Unlike most programming languages, Felix has tiny bootstrap grammar hard coded into the compiler. That grammar does not specify the commonly used part of the language, instead, it specifies an how to parse an EBNF like syntax which specifies the actual grammar.

The parser starts by reading these EBNF specifications which are part of the standard library in files ending in the extension .fsyn. It translates these specifications into an internal data structure. The specifications look like this:

syntax blocks
{
  stmt = block;
  block := "do" stmt* "done" =># '`(ast_seq ,_sr ,_2)';
  block := "begin" stmt* "end" =># '(block _2)';
  block := "perform" stmt =># '_2';
}

The basic form of a grammar rule consists of:

  • a nonterminal on the left
  • an := symbol,
  • a production, which is a regular expression like specification involving

** quoted strings, which are treated as terminals, ** identifiers, which are nonterminals, ** and the symbols * for the Kleene closure of 0 or more repetitions, ** + for 1 or more repetitions, ** ? for 0 or 1 repetition, ** and parenthesis ( and ) for grouping. * followed by a =># symbol, then * a string in R5RS Scheme call the action * and finally a terminating semicolon ;.

The syntax group is called a DSSL or domain specific sublanguage.

Then the parser hits a statement like this:

open syntax blocks;

and this is where the fun starts. The parser takes the DSSL specified and augments the current parser with the specified syntax. After all the extensions so specified a special command causes the parser to save the extended automaton to disk as a cache: dependency checking allows us to skip the above process if the grammar is unmodified and load :ethe automaton immediately.

The parser is now ready to process actual Felix files. When it parses a string according to a grammar rule it sets the Scheme variables _1, _2, _3 etc to the abstracted syntax trees previously generated and then executes the Scheme in the action code. This results in a Scheme S-expression being returned. Note that the Scheme code is compiled and the compiled code saved, so that the code is not interpreted each time.

After the whole file is parsed, the resuling Scheme S-expression is translated to a simpler kind of S-expression which is easier to pattern match against in Ocaml, and then that S-expression is translated into the first stage syntax tree using Ocaml variants which are required for the compiler. Subsequent processing stages macro process and desugar the syntax tree to another form.

The result of parsing each file is saved in the cache so if the file and the grammar is not changed, the AST can be loaded from the cache. Therefore Felix usually only parse the files you’re actively working on. Felix is specifically designed so that files can be parsed independently of eaach other to minnimise parsing time. The cached files AST files end in extension .par.
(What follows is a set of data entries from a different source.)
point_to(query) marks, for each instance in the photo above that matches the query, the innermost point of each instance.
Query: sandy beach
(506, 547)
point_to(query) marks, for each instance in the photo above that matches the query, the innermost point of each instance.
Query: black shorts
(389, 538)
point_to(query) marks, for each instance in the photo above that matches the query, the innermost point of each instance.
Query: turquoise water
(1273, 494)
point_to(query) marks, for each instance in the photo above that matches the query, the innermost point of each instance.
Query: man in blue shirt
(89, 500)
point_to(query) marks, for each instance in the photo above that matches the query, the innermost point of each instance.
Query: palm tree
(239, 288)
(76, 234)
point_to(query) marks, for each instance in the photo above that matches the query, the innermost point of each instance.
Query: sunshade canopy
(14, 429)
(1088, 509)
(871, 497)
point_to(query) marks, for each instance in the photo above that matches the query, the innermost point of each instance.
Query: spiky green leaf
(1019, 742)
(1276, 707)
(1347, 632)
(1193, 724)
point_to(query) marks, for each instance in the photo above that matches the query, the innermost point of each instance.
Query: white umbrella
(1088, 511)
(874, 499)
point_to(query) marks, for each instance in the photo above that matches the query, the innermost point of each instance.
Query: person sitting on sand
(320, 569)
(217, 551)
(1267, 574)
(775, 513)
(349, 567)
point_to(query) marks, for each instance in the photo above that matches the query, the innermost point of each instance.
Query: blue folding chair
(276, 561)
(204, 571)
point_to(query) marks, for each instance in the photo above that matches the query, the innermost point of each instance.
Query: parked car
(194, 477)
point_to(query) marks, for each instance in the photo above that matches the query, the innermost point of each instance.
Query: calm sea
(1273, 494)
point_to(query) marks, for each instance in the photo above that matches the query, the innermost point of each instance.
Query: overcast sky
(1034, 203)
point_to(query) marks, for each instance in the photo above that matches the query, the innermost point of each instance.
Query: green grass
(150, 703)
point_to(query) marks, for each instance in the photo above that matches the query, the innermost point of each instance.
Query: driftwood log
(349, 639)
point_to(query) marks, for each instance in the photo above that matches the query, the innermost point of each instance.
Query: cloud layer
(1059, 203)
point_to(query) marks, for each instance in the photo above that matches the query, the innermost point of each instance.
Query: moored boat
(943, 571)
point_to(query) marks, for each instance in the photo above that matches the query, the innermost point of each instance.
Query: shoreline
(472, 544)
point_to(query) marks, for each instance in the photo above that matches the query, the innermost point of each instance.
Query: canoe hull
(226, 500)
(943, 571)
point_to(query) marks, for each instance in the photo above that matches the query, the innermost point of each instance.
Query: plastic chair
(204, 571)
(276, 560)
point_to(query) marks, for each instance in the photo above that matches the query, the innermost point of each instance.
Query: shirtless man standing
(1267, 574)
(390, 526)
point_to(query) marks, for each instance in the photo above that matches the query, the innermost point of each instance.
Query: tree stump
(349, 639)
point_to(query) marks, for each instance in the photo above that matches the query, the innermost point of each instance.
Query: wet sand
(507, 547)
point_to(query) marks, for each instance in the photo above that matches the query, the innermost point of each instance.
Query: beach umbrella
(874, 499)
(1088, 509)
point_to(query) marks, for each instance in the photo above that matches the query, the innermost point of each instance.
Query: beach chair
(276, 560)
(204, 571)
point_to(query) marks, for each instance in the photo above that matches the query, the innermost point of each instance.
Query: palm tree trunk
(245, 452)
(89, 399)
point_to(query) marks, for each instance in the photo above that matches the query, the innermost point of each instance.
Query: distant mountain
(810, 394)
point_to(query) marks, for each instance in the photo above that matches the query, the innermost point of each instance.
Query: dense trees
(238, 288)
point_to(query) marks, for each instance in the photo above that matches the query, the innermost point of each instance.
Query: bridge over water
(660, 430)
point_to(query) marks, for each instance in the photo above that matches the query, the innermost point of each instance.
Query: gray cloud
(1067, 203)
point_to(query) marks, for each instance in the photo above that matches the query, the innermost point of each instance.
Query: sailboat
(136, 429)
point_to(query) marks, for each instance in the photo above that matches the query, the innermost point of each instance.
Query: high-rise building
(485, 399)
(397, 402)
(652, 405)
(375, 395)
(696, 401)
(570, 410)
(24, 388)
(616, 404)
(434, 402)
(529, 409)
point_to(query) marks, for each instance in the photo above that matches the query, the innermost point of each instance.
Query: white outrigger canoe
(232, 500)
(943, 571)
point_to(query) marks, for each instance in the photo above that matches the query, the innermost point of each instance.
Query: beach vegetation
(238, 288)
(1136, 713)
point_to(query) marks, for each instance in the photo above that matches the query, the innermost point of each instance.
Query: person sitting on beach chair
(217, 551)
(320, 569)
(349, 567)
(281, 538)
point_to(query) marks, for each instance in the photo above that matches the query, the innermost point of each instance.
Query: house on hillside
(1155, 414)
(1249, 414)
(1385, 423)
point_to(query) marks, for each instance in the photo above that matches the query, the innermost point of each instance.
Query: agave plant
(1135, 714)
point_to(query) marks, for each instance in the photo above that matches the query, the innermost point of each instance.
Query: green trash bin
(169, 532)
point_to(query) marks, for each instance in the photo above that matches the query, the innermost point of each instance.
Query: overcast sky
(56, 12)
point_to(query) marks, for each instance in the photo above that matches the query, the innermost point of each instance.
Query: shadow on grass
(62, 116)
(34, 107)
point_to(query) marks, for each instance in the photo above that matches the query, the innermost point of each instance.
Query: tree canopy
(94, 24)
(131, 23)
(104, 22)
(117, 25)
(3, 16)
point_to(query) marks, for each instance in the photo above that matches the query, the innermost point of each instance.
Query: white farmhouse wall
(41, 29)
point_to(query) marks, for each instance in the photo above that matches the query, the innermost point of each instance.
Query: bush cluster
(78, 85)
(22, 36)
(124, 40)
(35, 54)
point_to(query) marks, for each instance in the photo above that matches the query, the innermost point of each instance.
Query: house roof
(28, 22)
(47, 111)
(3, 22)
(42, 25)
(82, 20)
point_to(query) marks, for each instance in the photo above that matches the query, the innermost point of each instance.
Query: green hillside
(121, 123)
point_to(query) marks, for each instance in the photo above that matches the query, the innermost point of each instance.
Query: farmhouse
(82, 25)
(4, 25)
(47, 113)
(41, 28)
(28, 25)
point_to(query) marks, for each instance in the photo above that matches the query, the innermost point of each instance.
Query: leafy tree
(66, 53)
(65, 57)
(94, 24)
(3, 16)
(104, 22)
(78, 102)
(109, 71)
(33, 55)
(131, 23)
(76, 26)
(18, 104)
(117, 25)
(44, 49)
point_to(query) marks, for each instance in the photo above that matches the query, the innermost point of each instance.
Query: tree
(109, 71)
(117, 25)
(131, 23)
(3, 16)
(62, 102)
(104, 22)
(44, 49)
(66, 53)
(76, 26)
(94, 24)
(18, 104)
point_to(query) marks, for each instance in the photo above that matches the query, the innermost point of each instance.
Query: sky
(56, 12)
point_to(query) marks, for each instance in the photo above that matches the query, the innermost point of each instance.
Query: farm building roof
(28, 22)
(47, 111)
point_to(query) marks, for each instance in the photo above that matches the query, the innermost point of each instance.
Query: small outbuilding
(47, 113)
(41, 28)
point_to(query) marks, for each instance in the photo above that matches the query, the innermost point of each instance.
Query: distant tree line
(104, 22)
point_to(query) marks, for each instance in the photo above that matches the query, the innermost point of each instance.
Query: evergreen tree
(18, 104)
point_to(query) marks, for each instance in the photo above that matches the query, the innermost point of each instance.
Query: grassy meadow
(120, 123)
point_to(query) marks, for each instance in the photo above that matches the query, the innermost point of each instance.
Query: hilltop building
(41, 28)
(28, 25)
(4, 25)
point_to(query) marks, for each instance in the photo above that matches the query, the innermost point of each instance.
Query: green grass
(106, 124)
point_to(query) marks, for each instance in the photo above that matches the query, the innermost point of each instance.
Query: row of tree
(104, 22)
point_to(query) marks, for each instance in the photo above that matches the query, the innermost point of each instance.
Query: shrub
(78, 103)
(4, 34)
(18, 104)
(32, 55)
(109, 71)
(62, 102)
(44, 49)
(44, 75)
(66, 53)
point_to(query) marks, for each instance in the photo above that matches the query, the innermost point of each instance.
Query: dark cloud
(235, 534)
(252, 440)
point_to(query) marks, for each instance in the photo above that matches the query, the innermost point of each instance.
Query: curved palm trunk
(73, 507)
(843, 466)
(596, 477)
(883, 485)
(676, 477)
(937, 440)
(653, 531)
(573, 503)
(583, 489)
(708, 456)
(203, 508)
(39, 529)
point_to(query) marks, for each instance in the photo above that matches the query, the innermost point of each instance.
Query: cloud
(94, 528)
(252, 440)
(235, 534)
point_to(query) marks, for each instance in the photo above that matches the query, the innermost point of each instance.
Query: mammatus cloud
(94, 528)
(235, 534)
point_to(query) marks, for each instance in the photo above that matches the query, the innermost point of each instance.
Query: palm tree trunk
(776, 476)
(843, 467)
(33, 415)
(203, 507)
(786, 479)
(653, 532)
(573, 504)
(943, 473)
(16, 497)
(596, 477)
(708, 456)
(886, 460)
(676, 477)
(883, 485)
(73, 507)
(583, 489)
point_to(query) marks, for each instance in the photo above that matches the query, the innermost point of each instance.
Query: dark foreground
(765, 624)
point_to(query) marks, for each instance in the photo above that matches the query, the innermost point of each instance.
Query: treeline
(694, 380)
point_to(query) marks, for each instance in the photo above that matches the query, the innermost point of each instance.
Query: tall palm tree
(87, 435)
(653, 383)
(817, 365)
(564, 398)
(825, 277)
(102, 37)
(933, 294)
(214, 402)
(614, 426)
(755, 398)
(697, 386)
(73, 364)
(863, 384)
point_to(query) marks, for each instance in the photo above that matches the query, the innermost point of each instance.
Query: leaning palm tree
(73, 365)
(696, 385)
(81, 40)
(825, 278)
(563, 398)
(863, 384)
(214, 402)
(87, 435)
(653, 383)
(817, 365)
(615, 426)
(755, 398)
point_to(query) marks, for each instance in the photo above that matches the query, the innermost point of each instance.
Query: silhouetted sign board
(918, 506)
The parser used is Dypgen, and the Scheme used is OCS Scheme. Dypgen is a GLR+ parser. The automaton has an LALR1 kernel and it resolves shift/reduce and reduce/reduce conflicts by following both alternatives simultaneously; each path is called a parser thread. Later, a parser thread may fail reducing the number of threads being executed, and the parser can also merge threads if they produced the same result a different way. The parser also has a number of other features including the ability of the action code to kill a thread by throwing an exception.

Syntax specifications are part of the Felix language. They can be used anywhere in Felix files, and they even respect scopes. However only files processed in the initial grammar processing phase can be shared at this time.